==============================================================================
SKUNK - A fast static hash database library
Copyright (c) 2001-2002 Gianni Tedesco <gianni@ecsc.co.uk>
This software is released under the terms of the GNU GPL version 2 or later
==============================================================================

Skunk creates static databases (ie: not designed to be modified after
creation). It supports databases up to 4GB in size. It is extremely fast.
The main aims are blistering high speed and very small footprint so you
can statically link it if you want.

Maybe one day I will extend it in to something that you can insert into and
delete from. The ability to run purely 'in memory' would be nice too. Probably
berkeley db is best for that kind of thing though.


Making a database
=================
 sdb_make takes a plain text file as input. The text file is formatted with ':'
 as a field delimiter and LF ('\n') as record delimiter. There can be only two
 fields per record, field 1 is the key and field 2 is the value.
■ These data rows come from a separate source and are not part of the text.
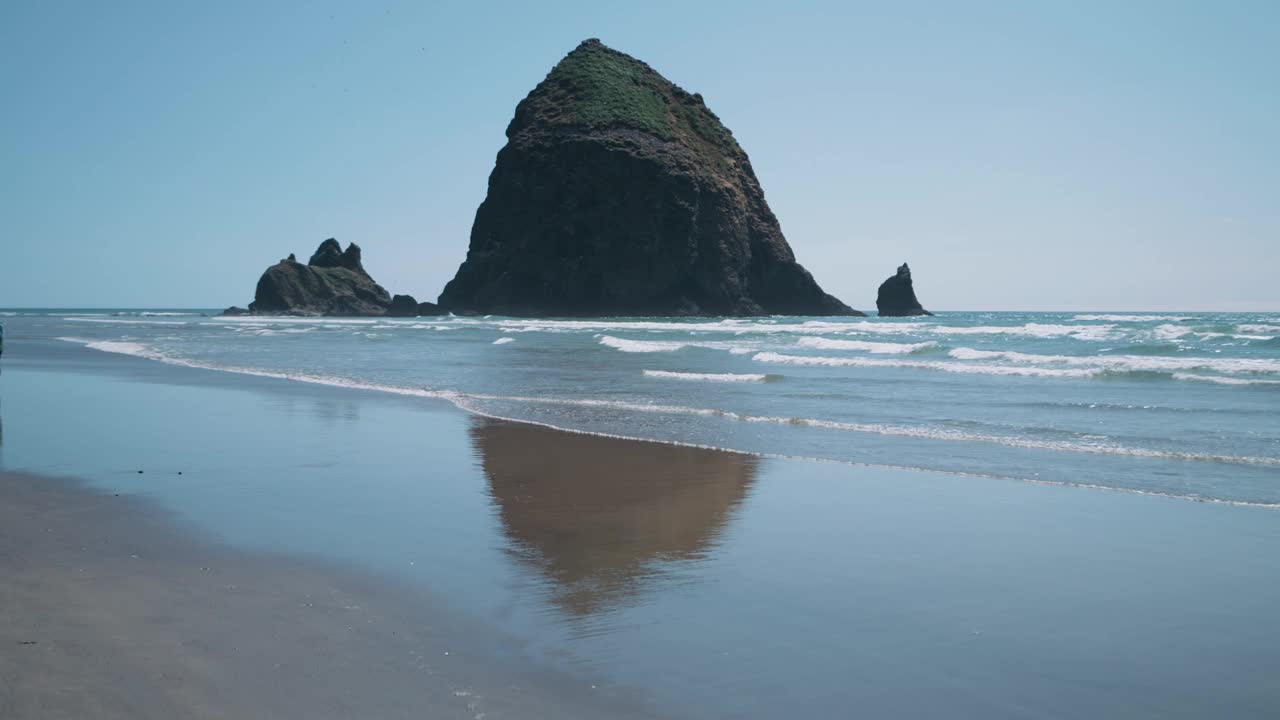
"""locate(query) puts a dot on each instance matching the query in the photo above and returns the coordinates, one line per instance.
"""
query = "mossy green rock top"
(333, 282)
(620, 194)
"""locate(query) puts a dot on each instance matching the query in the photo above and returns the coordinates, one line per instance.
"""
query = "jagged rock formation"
(896, 296)
(620, 194)
(333, 282)
(402, 306)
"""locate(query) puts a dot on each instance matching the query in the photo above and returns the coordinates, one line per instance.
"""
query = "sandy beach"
(304, 551)
(110, 611)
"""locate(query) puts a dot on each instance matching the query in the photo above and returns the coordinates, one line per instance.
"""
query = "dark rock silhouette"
(896, 296)
(620, 194)
(402, 306)
(333, 282)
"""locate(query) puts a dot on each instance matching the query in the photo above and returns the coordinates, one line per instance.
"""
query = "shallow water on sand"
(1185, 405)
(712, 584)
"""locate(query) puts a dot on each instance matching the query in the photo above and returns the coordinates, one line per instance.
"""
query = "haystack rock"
(333, 282)
(896, 296)
(620, 194)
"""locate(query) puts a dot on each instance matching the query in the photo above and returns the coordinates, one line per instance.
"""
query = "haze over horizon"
(1077, 156)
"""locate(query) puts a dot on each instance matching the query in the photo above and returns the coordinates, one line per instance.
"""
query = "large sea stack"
(896, 296)
(333, 282)
(620, 194)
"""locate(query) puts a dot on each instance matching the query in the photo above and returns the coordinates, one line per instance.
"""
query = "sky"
(1019, 155)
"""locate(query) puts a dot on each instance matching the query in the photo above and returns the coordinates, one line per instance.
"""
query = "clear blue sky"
(1020, 155)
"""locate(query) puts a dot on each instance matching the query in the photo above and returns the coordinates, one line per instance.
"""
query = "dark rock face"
(620, 194)
(402, 306)
(333, 283)
(896, 296)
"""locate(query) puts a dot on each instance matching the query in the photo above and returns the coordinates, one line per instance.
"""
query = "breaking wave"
(713, 377)
(873, 347)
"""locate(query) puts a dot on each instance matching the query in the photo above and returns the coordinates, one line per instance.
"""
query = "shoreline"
(457, 401)
(112, 610)
(693, 582)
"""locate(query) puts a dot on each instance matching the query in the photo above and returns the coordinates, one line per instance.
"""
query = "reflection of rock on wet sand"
(598, 515)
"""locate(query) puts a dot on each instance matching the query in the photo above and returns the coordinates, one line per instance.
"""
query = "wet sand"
(112, 611)
(323, 548)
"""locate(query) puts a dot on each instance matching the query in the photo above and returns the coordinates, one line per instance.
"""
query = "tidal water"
(1184, 405)
(702, 583)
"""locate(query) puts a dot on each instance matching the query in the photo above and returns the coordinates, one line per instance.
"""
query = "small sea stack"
(332, 283)
(896, 296)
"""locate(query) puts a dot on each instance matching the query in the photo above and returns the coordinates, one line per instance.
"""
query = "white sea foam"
(466, 402)
(1127, 363)
(289, 320)
(709, 377)
(1036, 329)
(668, 345)
(1134, 318)
(1225, 381)
(640, 345)
(123, 322)
(965, 368)
(874, 347)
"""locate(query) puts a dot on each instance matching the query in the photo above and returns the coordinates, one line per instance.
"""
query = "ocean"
(1183, 405)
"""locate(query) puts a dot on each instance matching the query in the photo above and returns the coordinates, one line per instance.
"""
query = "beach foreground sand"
(110, 611)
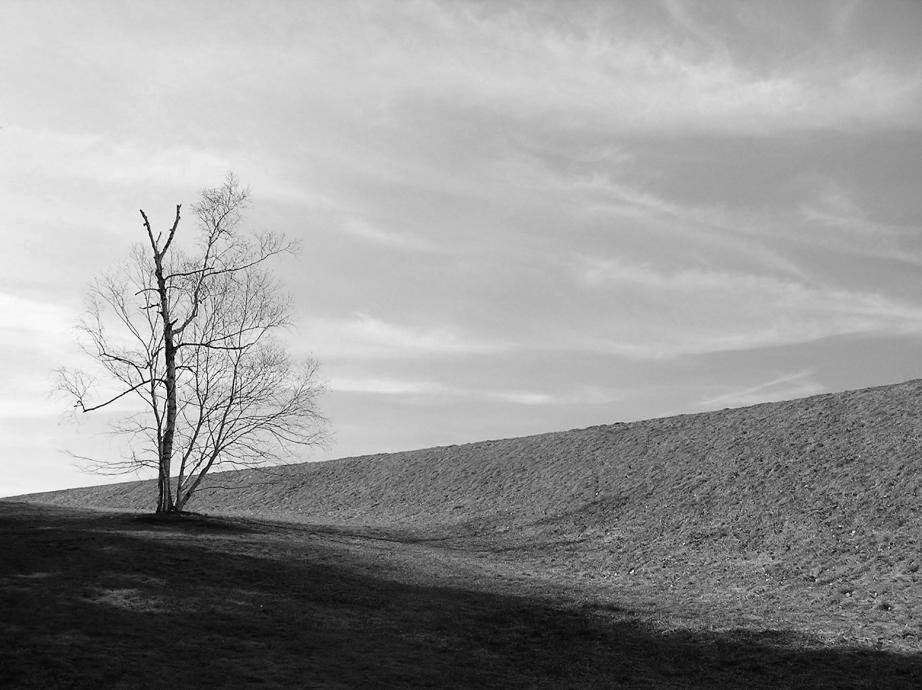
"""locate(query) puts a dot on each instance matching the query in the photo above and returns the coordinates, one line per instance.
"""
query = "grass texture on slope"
(786, 508)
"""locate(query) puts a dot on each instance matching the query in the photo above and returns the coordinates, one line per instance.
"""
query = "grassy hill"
(803, 515)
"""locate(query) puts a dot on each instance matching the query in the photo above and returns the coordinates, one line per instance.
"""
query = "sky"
(515, 217)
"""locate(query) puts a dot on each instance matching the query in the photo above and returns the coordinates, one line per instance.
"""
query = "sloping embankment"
(819, 495)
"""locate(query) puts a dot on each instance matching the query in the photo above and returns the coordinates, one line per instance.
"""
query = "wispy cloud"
(786, 387)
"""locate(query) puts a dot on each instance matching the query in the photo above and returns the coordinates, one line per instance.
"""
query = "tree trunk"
(165, 503)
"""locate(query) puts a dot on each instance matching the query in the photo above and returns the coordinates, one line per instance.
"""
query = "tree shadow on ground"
(95, 599)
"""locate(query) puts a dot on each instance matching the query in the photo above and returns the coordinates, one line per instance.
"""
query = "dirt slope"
(790, 507)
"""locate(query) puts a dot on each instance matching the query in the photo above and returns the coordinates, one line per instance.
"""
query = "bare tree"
(191, 337)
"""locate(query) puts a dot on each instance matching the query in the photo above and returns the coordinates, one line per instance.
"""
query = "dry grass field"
(770, 546)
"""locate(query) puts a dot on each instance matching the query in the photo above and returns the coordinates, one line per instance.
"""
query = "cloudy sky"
(516, 216)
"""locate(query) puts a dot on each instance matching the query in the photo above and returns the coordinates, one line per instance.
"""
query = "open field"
(776, 545)
(96, 599)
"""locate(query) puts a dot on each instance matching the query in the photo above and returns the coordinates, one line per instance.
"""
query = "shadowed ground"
(114, 599)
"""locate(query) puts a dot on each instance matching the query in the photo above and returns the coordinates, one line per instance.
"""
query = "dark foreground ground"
(119, 600)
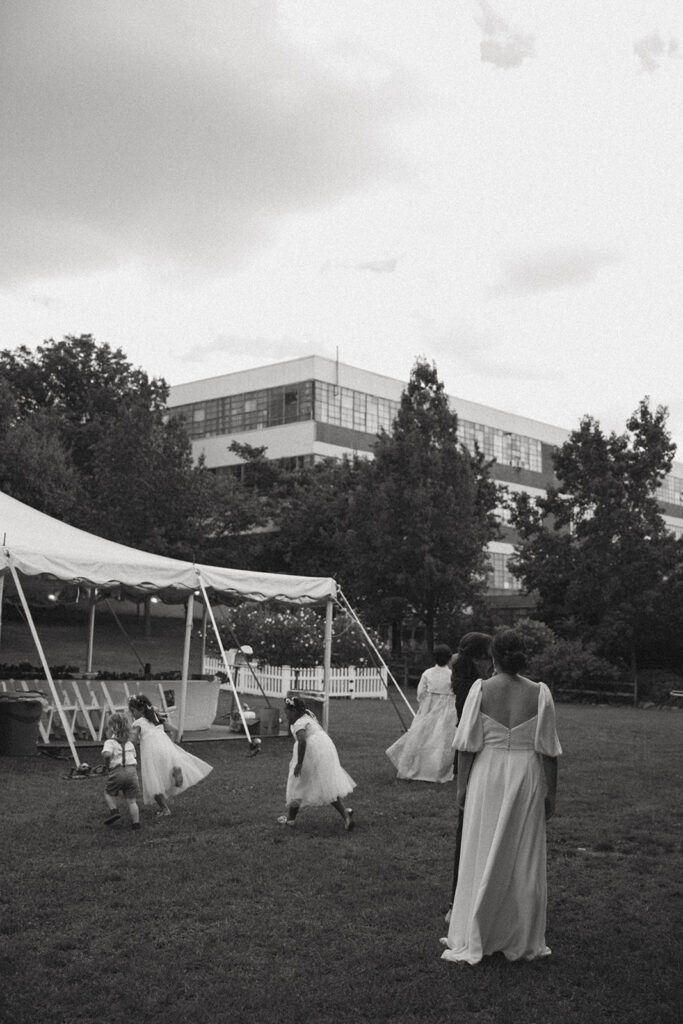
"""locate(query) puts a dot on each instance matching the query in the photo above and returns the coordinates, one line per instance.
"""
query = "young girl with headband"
(315, 776)
(166, 768)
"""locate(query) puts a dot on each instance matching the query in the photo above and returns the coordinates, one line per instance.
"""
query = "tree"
(595, 548)
(35, 466)
(112, 461)
(315, 529)
(84, 383)
(422, 513)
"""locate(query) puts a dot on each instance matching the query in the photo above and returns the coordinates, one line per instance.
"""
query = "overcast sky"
(216, 184)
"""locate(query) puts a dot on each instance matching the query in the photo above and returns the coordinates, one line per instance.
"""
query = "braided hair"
(141, 706)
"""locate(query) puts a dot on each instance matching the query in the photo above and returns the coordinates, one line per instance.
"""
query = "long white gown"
(425, 752)
(500, 901)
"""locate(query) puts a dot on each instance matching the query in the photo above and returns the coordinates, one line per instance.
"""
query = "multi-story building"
(310, 409)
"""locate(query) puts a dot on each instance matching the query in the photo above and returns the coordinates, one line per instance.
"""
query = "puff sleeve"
(546, 740)
(469, 735)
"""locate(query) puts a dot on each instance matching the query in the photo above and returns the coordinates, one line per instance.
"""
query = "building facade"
(310, 409)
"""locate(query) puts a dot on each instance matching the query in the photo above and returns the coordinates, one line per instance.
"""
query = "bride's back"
(510, 700)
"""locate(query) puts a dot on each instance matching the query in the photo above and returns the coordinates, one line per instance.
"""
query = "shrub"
(538, 637)
(293, 637)
(569, 665)
(655, 684)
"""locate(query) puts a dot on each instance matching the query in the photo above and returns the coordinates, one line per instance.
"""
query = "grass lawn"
(217, 913)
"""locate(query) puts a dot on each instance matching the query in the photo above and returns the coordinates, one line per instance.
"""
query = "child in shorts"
(121, 766)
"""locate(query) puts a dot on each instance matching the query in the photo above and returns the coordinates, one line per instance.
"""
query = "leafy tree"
(84, 383)
(315, 521)
(422, 513)
(35, 466)
(595, 548)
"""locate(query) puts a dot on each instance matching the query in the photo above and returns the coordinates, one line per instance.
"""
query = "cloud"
(552, 269)
(378, 265)
(472, 352)
(174, 133)
(501, 44)
(650, 50)
(374, 265)
(236, 345)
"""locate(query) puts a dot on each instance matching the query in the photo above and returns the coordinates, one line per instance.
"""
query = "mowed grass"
(217, 913)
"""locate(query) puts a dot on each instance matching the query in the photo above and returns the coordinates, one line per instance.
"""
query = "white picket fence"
(278, 680)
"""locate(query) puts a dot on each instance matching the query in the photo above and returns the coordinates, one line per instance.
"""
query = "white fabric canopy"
(39, 546)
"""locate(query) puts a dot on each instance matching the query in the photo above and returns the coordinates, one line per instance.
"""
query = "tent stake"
(327, 664)
(254, 743)
(46, 670)
(372, 646)
(189, 617)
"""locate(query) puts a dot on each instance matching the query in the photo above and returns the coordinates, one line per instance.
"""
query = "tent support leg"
(48, 675)
(327, 664)
(91, 631)
(189, 619)
(228, 671)
(372, 646)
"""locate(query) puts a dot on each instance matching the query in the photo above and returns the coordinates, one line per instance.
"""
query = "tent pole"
(91, 630)
(205, 622)
(189, 619)
(327, 664)
(207, 603)
(48, 675)
(372, 646)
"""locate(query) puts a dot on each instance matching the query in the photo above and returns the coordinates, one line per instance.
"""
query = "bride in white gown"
(507, 777)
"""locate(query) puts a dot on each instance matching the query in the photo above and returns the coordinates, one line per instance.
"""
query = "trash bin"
(19, 719)
(314, 701)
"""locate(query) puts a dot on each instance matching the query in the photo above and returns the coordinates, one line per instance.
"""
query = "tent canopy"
(42, 548)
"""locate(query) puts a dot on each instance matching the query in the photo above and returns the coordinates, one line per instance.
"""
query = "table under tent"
(41, 555)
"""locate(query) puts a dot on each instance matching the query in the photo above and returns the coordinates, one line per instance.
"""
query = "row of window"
(506, 448)
(341, 407)
(500, 577)
(671, 491)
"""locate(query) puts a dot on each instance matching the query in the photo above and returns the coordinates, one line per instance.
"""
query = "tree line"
(87, 437)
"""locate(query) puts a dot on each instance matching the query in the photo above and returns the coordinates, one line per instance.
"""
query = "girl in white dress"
(507, 778)
(166, 768)
(425, 752)
(315, 776)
 There are some tools for building database source files in the scripts
 directory. sv.py creates database source files from /etc/protocols or
 /etc/services. mkmillion creates a million record database.


Querying a database
===================
 sdb_query queries for a key in a DB file and returns the result. sdb_dump
 dumps ALL the data in the DB in a reusable format.


Why is skunk DB so fast?
========================

 sdb_make:
  No data is ever copied, the input file is mmapped
  The process does very little dynamic allocation
  Output is buffered in 8KB blocks
  Internal lists have the last element cached for O(1) appends
  For reliability we fsync() the database, this slows us right down
    but there is no way to avoid this. Any DB which doesn't fsync the
    file cannot guarantee your data is written to disk!

 sdb_query:
  Database is mmapped
  Lookups use no system calls
  Fowler/Noll/Vo hash, very fast
  Database structure has good locality of reference
  All arithmetic is 32bit integer math
  No dynamic allocation is needed
  Successful lookups require an 8 byte and a 16 byte read on to
    the file (usually on two sequential blocks/pages)
  All metadata is stored in the hash table (a suprising win)
  Hash tables are never created with a load factor greater than 66%
    to prevent chaining
  Hash tables are never powers of two in size

 sdb_dump:
  It isn't amazingly fast at all, its only there to help me
  debug databases... That said sdb_dump > /dev/null on a million
  record database takes only 1 second.

Speed Examples
==============

Preliminary benchmarks on my laptop.
 CPU: powerpc 7455 667MHz
 RAM: 512Mb RAM
 HD: IBM-IC25N040ATCS04-0 ATA33 laptop harddisk
 OS: Linux 2.4.19.
 FS: reiserfs 3.6.25

 * On a million record database, all records can be successfully queried in
   around 0.425 seconds. Thats around 2.35 million queries a second. Thats
   half a microsecond per query.

 * around 3.7 seconds to create a million record DB, reading data from the
   disk at the same time as writing it. About 25% of the time is spent parsing
   the input. Collision resolution absolutely murders performance here.

 * Dumping the database to /dev/null takes 1 second.